Iraqi forces imposed a curfew in Jihad after the shootings and President Jalal Talabani, a Kurd, appealed for calm.   
 
A Jihad resident reported seeing several dozen people walking through the streets, having evacuated their houses.
 
Medical staff at west Baghdad's main hospital said they had received 29 bodies from Jihad, overwhelming their morgue.
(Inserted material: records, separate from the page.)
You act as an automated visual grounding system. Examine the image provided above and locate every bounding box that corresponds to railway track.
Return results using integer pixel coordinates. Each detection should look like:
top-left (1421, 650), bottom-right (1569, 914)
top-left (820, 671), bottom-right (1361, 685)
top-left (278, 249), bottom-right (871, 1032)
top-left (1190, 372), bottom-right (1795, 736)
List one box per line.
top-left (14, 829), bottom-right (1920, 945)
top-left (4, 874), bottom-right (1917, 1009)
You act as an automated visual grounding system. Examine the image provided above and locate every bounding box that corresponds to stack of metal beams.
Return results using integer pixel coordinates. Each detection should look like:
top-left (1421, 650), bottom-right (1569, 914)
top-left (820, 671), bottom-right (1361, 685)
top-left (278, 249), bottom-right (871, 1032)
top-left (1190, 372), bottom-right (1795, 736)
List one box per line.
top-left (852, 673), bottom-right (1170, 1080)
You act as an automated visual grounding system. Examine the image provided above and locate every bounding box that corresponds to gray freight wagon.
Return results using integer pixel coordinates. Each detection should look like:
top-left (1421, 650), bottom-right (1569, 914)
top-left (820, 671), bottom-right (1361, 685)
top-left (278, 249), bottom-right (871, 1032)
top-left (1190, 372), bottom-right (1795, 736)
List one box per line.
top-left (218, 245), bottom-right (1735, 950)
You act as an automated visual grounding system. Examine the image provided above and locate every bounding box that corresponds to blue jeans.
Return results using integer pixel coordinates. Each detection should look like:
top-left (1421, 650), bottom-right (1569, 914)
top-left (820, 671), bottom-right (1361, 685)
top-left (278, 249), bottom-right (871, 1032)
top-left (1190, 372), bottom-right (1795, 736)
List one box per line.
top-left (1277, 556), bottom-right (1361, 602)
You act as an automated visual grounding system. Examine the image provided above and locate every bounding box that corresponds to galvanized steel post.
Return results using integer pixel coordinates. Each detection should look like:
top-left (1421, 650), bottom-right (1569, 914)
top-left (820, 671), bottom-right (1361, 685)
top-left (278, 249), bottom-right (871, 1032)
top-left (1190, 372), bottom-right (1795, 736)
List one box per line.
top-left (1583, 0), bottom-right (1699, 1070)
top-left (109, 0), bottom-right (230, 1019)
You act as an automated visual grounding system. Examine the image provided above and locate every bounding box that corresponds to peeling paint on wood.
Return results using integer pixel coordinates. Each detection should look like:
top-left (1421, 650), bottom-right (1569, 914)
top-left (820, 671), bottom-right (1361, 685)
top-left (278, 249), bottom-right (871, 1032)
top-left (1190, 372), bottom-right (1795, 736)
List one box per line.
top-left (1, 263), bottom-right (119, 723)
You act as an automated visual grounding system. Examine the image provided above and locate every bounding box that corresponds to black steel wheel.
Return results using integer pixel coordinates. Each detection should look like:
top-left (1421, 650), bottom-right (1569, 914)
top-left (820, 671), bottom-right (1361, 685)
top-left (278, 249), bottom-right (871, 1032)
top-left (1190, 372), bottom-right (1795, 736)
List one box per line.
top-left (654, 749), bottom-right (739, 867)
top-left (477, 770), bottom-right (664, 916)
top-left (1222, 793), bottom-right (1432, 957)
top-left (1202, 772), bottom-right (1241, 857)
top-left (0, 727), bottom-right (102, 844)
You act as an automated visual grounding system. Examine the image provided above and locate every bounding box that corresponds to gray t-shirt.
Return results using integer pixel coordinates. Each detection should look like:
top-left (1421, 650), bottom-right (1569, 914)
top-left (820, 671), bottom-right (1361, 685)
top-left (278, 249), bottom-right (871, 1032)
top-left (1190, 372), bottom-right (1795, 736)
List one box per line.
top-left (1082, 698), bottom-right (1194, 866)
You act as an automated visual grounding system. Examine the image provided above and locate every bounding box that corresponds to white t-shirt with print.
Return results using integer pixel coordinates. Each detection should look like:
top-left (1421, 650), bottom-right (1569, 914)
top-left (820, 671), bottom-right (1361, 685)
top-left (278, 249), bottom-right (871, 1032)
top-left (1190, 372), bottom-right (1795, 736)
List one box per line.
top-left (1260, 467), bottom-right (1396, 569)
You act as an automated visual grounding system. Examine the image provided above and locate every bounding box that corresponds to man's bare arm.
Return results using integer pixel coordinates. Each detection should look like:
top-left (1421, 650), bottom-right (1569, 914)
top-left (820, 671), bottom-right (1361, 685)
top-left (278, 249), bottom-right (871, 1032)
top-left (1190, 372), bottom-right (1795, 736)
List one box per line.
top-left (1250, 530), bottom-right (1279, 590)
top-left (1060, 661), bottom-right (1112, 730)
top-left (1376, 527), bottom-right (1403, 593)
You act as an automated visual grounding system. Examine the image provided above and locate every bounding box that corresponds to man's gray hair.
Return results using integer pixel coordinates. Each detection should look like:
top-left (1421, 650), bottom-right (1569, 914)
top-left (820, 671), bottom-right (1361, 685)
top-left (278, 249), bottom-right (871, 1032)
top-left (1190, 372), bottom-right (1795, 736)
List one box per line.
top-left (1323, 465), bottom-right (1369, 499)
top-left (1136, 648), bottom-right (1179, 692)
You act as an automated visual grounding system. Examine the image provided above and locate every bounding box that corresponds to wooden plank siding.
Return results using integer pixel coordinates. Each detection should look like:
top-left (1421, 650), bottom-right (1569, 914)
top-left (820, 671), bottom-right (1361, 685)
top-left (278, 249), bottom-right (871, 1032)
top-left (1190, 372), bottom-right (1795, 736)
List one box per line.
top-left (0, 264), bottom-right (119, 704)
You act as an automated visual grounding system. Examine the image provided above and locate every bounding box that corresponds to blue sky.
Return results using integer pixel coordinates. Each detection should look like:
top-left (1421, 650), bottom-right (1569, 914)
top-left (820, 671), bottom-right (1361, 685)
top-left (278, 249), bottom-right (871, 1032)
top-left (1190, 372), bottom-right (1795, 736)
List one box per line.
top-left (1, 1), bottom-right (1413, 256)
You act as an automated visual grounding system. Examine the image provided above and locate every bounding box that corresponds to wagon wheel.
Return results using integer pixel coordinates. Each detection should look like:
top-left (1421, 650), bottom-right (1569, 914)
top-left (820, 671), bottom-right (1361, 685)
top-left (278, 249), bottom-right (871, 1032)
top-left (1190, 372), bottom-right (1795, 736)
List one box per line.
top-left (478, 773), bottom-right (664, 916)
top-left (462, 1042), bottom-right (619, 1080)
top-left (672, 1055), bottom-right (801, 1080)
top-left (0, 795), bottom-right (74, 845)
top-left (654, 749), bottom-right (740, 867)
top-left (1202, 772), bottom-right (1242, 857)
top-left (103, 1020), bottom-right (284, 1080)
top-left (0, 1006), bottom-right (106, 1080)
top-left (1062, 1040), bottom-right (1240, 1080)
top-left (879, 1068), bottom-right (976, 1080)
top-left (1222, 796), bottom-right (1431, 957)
There were reports of more bodies lying on the streets, they said.   
 
While bombings have often killed dozens, gunmen moving openly through neighbourhoods killing civilians is something seen only rarely in restive areas of mixed population outside Baghdad, and never on this scale in the capital.   
 
Dozens of people are being killed daily in the city in sectarian bloodshed that has surged since the bombing of a major Shi'ite shrine in Samarra on February 22.   
 
A few km from Jihad, Reuters staff in Shula, a mainly Shi'ite island in Sunni west Baghdad, said Mehdi militiamen blocked streets with burning tyres and told residents to stay indoors, apparently fearing reprisal attacks.   
 
Iraqi troops launched a pre-dawn raid on Kadhimiya, a mainly Shi'ite district next to Shula, killing nine militants and capturing seven, the US military said.   
 
The bloodshed followed days of apparently tit-for-tat attacks on Sunni and Shi'ite mosques and operations by U.S.-backed Iraqi troops to capture Shi'ite militia warlords, seen as a threat to Maliki's fledgling national unity coalition.    Maliki has vowed to disband militias -- some tied to parties in his government -- that are carving Baghdad into sectarian no-go areas and accused by Sunnis of running death squads.   
 
But it will be difficult to persuade the militias to give up their guns in the continuing security vacuum and in the absence of a strong military or police force.   
 
“These killings reveal the helplessness of the government in disbanding the militias,” said Adnan al-Dulaimi, a leader of the main Sunni political bloc boycotting parliament over the kidnapping of a Sunni lawmaker.
 
Shi'ite militias were blamed.   
 
Iraqis of all denominations have, however, been united in condemning American soldiers involved in a rape and murder case that has provoked calls for a US withdrawal.   
 
One of a handful of serious crimes laid at US troops' door in recent weeks, four soldiers were charged with rape and murder bringing to five the number of Americans alleged to have attacked a teenager and her family in March near Baghdad.